Leon terkekeh pelan, “Yah, kalau kau mengatakannya seperti itu, itu sama sekali tidak salah. Di matamu dan kakakmu, ibumu dan aku seperti pasangan yang sangat kuat dalam cinta yang murni.”
“Hah? Ayah, kenapa Ayah tidak mengatakan apa-apa? Apakah Muen mengatakan sesuatu yang salah?” Muen bersandar di dada Leon, mendongakkan kepala kecilnya untuk menatapnya.
Leon menundukkan kepalanya dan mencubit pipinya dengan lembut, “Kau benar sekali, Sayang. Ibu menyukai Ayah. Tapi Ayah ingin tahu apakah ada hal lain yang disukainya. Mungkin sesuatu untuk dimakan atau dimainkan?”
Mata Muen langsung dipenuhi kebingungan. Yah, sepertinya dia tidak akan bisa menjawab apa pun jika ditanya langsung.
Leon menoleh ke Noia, yang duduk diam di samping mereka, menatap matahari terbenam di kejauhan.
Cahaya merah tua terpantul di matanya, mengingatkannya pada hari ketika Ibu dan Ayah berkencan di bawah matahari terbenam yang indah ini.
Sayangnya, di saat-saat terakhir kencan, Anna menghalangi mata dia dan Noia, mengatakan bahwa anak-anak tidak dapat melihat—
Oh! Noia teringat.
“Ibu berkata bahwa rentang hidup ras naga terlalu panjang, dan segala sesuatu yang indah memiliki hari kedaluwarsanya, hari ketika ia tidak lagi disukai. Jadi, baginya, keindahan yang cepat berlalu memiliki makna yang lebih nostalgia.”
Begitulah yang diceritakan Anna kepada Noia saat ingin mengabadikan momen saat Ayah dan Ibu bergandengan tangan dan berjalan di pantai.
Dia melirik Leon. “Ini yang terbaik yang bisa kupikirkan.”

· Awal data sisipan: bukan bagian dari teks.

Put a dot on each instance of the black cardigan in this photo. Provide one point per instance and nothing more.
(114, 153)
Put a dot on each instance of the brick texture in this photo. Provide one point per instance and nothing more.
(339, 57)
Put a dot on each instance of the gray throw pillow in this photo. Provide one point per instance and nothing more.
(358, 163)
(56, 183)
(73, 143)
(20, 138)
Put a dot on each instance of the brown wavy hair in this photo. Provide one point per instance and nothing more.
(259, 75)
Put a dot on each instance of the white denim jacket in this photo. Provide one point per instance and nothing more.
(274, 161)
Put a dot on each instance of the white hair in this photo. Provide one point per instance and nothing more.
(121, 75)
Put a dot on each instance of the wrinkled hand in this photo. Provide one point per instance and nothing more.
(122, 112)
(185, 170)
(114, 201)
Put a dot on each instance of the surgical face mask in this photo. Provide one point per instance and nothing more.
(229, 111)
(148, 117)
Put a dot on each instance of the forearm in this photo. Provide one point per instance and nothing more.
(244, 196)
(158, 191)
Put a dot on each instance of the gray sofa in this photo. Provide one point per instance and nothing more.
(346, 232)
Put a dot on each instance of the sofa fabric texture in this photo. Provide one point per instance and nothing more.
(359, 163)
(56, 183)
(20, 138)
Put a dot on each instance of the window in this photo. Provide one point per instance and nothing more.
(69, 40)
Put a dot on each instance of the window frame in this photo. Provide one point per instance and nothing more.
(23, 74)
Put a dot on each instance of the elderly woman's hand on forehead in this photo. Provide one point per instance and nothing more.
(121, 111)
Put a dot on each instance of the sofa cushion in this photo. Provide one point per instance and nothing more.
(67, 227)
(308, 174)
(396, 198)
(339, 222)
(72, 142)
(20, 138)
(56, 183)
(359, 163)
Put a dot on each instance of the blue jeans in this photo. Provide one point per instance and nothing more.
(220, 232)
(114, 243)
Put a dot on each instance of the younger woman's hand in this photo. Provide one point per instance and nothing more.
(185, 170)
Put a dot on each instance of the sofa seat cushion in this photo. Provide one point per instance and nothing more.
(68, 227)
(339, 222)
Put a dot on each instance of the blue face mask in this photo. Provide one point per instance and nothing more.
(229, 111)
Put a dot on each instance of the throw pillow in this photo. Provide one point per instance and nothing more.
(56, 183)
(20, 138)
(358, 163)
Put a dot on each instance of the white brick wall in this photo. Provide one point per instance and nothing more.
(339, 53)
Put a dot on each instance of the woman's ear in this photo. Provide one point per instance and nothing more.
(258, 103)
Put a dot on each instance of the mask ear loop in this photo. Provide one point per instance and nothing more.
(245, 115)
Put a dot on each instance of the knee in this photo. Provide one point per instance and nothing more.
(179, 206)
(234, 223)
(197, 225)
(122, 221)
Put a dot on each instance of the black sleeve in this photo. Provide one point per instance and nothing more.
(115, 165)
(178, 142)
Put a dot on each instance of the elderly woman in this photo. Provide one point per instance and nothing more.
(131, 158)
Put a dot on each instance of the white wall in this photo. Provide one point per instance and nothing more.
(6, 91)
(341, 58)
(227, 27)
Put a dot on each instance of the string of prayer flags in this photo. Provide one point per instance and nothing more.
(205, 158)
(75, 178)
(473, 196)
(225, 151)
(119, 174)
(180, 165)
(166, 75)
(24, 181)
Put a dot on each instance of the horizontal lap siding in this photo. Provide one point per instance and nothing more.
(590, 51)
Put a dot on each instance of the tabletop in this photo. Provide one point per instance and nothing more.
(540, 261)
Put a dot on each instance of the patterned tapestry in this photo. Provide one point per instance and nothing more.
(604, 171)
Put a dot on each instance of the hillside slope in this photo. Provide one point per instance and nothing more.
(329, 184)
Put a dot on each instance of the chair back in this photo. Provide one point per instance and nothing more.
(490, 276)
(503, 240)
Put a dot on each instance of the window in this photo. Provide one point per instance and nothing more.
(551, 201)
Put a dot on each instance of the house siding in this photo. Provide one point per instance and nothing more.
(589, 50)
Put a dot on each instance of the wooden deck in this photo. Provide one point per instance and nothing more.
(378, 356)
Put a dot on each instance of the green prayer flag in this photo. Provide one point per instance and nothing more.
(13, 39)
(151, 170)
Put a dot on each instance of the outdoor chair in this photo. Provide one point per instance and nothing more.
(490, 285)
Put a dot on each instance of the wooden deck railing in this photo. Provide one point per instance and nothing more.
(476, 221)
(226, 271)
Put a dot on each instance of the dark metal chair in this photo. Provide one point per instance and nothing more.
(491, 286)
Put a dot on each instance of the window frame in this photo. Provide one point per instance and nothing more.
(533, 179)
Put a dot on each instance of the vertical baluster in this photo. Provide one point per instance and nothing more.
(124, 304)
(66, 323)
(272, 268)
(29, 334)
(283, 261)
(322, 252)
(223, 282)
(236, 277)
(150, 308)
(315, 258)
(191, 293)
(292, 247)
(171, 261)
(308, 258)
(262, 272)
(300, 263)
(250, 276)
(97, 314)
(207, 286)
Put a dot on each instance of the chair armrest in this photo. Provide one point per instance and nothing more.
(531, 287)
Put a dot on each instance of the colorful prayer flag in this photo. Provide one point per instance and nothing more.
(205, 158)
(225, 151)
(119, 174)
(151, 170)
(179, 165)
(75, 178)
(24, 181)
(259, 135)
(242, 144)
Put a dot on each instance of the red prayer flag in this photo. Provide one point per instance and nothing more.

“Apakah keindahan yang sekilas itu…?” Leon merenungkan kalimat itu. Meskipun ia masih belum menemukan sesuatu yang benar-benar ia sukai, setidaknya ia sekarang memiliki gambaran kasar.
Tunggu saja, Ibu Naga, aku pasti akan mengatur ulang tahun yang memuaskanmu dan tak terlupakan—
Sedangkan untuk bagaimana hal itu akan menjadi “tak terlupakan”, kita akan memainkannya dengan intuisi—mari kita lihat!